Terlepas dari berbagai
kontroversi di atas, kiranya menjadi penting untuk kembali
berkontemplasi, menapaki peta sejarah awal tujuan diadakannya SIEM. Hal ini sekaligus mengikis narasi bahwa sejatinya SIEM
hanya pertunjukan dan pesta musik semata. Namun, juga berusaha
mengangkat Solo untuk turut andil dalam pusaran sejarah perkembangan
musik di Indonesia dan mungkin pula dunia.
Latar Belakang
SIEM merupakan forum musik yang lahir dari sebuah kebutuhan dan keharusan kultural. Berawal dari pandangan itulah SIEM
ada sebagai tonggak awal guna mengangkat kehidupan dan dinamisasi seni
musik (etnik), terutama di Indonesia. Batas-batas wilayah yang selama
ini menjadi sekat dalam sebuah forum pertunjukan, sengaja dihilangkan
dalam panggung SIEM.
Dengan demikian, tidak hanya
ekspresi seni di Indonesia semata yang dapat tampil, namun justru
karena sifatnya yang konon ”internasional”, seni-seni tradisi di
penjuru dunia digladi dan dipilih untuk ikut serta dalam pentas SIEM..
Walaupun cakupan yang ditekankan pada koridor ”musik”, namun dalam realitas praktiknya SIEM
adalah panggung yang dapat mempertemukan berbagai episentrum seni
seperti gerak dalam tari, sastra, teater atau bahkan seni rupa.
Otomatis, SIEM bukanlah semata pestanya gaung bunyi para komponis tapi lebih kompleks lagi dengan memasuki ragam seni lain.
SIEM
awalnya dimanfaatkan sebagai tumpuan berpijak proses menuju satu
wacana perubahan seni ke arah yang lebih baik. Ia tidak sekadar
berbicara dalam takaran diskursus semata, namun juga membawa semangat
ekspresi seni musik etnik kita untuk dikenal dan hidup di tengah-tengah
masyarakat global modern.
Hubungan yang dibangun antara musik dan masyarakat dalam panggung SIEM
tentu akan menstimulasi gairah awal perubahan, baik dalam domain
ekonomi, politik, terlebih budaya, bahkan pariwisata dan bisnis
pelancongan di kota Solo. Pada titik inilah SIEM menjadi benang merah yang menghubungkan pergaulan lintas batas budaya, menghapus sekat-sekat yang selama ini menjadi pembatas.

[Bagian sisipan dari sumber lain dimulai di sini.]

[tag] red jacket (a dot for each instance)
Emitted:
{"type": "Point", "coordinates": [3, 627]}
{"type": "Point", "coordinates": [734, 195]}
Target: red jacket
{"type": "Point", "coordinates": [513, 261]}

SIEM adalah kerja yang dibangun dalam takaran kolektif. Tampil di SIEM bukanlah semata-mata tujuan utamanya karena SIEM
tidak lebih dari sebuah media yang dikonstruksikan menjadi pusat medan
interaksi dan relasi antara seniman, wilayah basis seni dengan
masyarakat dunia yang terbingkai dalam ruang keberagaman.
Ketika
proses itu sendiri dimaknai sebagai bagian dari tujuan maka kesediaan
melakukan eksplorasi ide-ide baru dan segar adalah cara kerja yang
selama ini dilakukan dalam laboratorium yang dihuni beragam profesi:
seniman, pengusaha, birokrat maupun mahasiswa. Daya tahan dan komitmen
adalah bekal dasar dalam proses tersebut.
Dengan demikian, seperti yang disebutkan di www.siemfestival.com,
bahwa bukan merupakan suatu hal yang aneh jika gerbong SIEM setiap
tahun akan tampil dengan wajah baru menggantikan wajah lama yang telah
undur diri. Oleh karena itu, kata etnik saja dirasa tak cukup mewadahi
geliat musik yang tak terbatas dan semakin berkembang di panggung SIEM.
Maka munculah tambahan kata kontemporer guna menampung ekstase
kekaryaan baru yang lebih kekinian, walaupun tak dimungkiri basisnya
masih tetap mengais-ngais tradisi pula.
Semangat militansi dalam menggapai tujuan mulia di atas tentu sangat berharga jika digunakan sebagai landasan memaknai SIEM
dewasa ini. Sayang, hal tersebut justru semakin tertepikan, bangkrut
karena berbagai kepentingan segelintir pihak yang mencoba
mencampuradukkan dengan domain lain seperti politik bahkan hukum.
Mendekati Ajal
Beberapa hari mendekati pementasan, SIEM masih tak jelas. Hal ini tentu membawa dampak buruk. Pertama,
orientasi tematik panggung yang sudah dibayangkan para seniman
penampil akan berubah dan kacau seketika. Hal tersebut mengubah dan
mengurangi pencapaian kadar artistik kekaryaan.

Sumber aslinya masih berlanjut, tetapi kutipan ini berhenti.